The United States and China have already imposed tariffs on $50 billion
worth of each other's goods. The White House has proposed tariffs on an
additional $200 billion worth of Chinese imports, including furniture,
handbags and some computer parts.
U.S. President Donald Trump has said he is prepared to move forward with
levies on an additional $267 billion - in essence, all Chinese imports
into the United States.
The inclusion of consumer goods is a shift from previous rounds of U.S.
tariffs, which have primarily hit the industrial sector. Shares of
companies such as Boeing Co and Caterpillar Inc have risen and fallen in
tandem with trade sentiment.
On Wednesday, the Trump administration said that it invited Chinese
officials to restart trade talks, which has been welcomed by Beijing.
U.S. stocks have perked up on the news, but that optimism could be
fleeting.
"Investors in general are too predisposed to react too positively to any
signs of improvement in the situation," said Kristina Hooper, chief
global market strategist at Invesco in New York. "I don't expect the
(Trump) administration to back down."
Companies in the tech and consumer discretionary sectors have begun
sounding alarm bells. A broad array of U.S. industry groups,
representing companies such as Microsoft Corp, Amazon.com Inc, Walmart
Inc and Mattel Inc, has voiced opposition to the new tariffs.
Even Apple Inc, whose stock has contributed heavily to the S&P 500's
gains, has warned that the proposed tariffs would affect several of its
products, including the Apple Watch and AirPods headphones, though it
did not mention the iPhone.
In part because of trade issues, shares of tech companies have gotten
off to a rocky start in September.

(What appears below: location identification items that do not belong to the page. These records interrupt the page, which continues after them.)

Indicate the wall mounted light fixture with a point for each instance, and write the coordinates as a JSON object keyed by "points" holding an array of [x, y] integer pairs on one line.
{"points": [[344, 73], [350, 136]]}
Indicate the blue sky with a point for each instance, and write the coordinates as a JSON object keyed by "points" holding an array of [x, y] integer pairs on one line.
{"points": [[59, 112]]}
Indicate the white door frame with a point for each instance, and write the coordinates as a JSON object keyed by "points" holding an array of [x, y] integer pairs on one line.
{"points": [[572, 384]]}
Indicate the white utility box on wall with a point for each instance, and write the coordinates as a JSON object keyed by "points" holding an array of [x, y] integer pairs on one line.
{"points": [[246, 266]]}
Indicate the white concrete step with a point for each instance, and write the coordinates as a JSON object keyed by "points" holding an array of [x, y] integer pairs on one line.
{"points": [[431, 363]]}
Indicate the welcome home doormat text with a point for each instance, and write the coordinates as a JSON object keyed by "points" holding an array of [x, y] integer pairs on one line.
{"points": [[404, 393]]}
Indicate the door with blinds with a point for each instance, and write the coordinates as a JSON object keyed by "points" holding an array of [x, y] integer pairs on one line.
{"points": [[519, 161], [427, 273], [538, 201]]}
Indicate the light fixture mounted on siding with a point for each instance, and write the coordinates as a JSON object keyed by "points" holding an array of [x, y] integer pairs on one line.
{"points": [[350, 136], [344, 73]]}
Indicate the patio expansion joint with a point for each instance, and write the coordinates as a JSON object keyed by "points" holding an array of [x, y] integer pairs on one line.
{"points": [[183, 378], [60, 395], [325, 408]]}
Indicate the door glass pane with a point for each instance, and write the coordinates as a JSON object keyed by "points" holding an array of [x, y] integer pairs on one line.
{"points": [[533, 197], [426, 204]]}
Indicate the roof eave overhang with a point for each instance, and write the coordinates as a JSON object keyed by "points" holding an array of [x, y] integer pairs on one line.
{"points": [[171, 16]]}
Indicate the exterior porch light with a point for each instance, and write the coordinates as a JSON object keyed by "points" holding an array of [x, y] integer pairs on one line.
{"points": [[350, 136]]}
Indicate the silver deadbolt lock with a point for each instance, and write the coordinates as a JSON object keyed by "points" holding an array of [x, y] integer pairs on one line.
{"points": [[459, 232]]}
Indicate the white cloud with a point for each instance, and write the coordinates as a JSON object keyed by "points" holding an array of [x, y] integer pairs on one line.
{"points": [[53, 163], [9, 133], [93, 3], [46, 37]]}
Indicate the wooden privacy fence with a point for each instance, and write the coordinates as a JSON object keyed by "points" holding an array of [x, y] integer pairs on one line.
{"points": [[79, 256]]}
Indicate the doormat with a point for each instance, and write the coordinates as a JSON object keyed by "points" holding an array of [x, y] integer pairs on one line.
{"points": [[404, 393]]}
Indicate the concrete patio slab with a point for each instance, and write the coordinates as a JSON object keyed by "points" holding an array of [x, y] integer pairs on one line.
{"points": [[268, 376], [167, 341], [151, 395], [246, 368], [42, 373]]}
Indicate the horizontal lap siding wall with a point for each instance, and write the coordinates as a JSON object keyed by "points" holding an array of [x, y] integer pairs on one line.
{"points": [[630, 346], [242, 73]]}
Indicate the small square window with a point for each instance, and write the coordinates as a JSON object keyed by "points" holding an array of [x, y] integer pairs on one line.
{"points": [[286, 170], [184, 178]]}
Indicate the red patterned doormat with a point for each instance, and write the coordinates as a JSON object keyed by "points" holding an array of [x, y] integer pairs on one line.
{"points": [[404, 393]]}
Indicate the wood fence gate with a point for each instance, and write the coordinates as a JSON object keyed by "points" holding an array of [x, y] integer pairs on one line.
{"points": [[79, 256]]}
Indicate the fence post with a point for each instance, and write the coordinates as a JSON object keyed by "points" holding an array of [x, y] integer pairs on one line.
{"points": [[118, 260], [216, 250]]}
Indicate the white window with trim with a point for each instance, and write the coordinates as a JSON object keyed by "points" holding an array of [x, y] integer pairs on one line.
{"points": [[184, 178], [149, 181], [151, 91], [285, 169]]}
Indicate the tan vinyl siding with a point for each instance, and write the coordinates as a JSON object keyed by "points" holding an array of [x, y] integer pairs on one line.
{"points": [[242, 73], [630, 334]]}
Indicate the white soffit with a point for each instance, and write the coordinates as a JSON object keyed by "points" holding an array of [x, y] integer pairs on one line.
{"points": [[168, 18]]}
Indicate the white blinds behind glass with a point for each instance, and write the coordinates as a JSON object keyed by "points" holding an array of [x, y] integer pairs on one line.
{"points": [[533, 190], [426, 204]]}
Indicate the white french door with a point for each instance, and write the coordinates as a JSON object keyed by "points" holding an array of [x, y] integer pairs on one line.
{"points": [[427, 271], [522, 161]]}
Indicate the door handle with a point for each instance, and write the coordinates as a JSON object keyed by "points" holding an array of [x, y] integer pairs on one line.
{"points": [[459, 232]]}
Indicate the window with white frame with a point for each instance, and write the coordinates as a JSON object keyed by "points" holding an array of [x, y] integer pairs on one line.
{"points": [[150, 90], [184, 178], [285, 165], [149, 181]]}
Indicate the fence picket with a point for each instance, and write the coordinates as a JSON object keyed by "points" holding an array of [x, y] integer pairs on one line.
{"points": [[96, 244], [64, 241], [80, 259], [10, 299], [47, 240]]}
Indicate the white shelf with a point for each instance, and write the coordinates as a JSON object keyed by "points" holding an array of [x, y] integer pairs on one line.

As of Thursday's close, the S&P 500
tech sector had fallen 1.2 percent this month, versus a 0.1 percent rise
for the S&P 500 as a whole. S&P 500 consumer discretionary stocks had
risen 0.2 percent, less than the 2 percent advance in industrial stocks.
"The next round of escalation really does impact the leadership of the
market," said Lisa Shalett, head of investment and portfolio strategies
at Morgan Stanley Wealth Management.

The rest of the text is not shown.